Characteristics of MSNs and ICG/MSNs-RGD and RGD-mediated tumour specificity in vivo.
(A) TEM image of MSNs showing a typical spherical structure and average particle size. The inset shows the particle size distribution of ICG/MSNs-RGD. Scale bar, 100 nm. (B) SEM image of MSNs confirmed the TEM findings in (A). In vivo continuous observations (120 h) of liver cancer xenografts after administration of ICG/MSNs-RGD (C) and ICG/MSNs (D) using FMI. Black circles indicate the regions of interest for calculating the TBR at each time point. (E) Quantification of the fluorescence intensity at the tumour sites showing accumulation of ICG/MSNs-RGD. (F) Comparison of TBR profiles of the two probes. Experiments were run in triplicate.

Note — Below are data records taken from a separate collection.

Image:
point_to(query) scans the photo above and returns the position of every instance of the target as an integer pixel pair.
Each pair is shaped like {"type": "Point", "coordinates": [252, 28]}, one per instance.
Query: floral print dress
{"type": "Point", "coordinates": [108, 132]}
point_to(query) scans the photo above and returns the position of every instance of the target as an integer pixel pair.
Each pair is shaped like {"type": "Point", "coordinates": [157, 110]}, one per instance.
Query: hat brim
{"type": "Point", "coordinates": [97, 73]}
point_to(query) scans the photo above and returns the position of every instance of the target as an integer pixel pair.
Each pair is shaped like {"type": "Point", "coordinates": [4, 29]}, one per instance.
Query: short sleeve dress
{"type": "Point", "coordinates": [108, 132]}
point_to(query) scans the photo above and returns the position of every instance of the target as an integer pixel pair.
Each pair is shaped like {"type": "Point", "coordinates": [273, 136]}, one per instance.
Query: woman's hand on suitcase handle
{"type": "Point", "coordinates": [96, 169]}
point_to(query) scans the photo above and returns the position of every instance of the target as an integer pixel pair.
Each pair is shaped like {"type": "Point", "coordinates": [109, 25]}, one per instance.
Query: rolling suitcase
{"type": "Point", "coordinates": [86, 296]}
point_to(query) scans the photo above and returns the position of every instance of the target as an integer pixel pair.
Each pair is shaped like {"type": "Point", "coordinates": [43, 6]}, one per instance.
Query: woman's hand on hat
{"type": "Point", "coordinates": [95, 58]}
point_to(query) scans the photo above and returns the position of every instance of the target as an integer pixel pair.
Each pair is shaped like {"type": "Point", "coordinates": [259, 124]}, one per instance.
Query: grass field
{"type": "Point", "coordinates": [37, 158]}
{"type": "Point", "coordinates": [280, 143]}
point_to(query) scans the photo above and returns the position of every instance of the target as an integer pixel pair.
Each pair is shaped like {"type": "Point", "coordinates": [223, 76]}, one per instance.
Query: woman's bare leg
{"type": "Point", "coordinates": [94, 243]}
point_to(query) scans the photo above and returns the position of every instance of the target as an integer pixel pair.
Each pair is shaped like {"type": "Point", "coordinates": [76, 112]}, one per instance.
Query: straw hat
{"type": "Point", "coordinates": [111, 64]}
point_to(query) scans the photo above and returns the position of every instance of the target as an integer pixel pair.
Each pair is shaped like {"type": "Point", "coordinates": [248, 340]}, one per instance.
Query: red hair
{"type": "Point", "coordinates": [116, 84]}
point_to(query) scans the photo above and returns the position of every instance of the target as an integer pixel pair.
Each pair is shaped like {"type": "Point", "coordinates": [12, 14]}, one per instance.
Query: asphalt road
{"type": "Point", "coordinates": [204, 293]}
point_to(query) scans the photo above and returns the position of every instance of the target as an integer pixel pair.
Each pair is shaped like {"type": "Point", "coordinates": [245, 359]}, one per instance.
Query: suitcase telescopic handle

Similar to ICG (Fig. S2A), the excitation spectrum of ICG/MSNs-RGD exhibited an absorption peak at 770 nm and a fluorescence emission at 837 nm. The ICG/MSNs-RGD exhibited excellent stability in foetal bovine serum (FBS; Fig. S2B). In vitro cytotoxicity testing of the nanoparticles indicated that it has good biocompatibility (Fig. S3A). The data for the cellular uptake of the RGD-based probes indicated that the ICG/MSNs-RGD probes could combine with the integrin αvβ3 receptor specifically and that the ICG/MSNs-RGD probes had satisfactory tumour specificity (Figs S3B, C and S4). More details are available in the Supplemental Data.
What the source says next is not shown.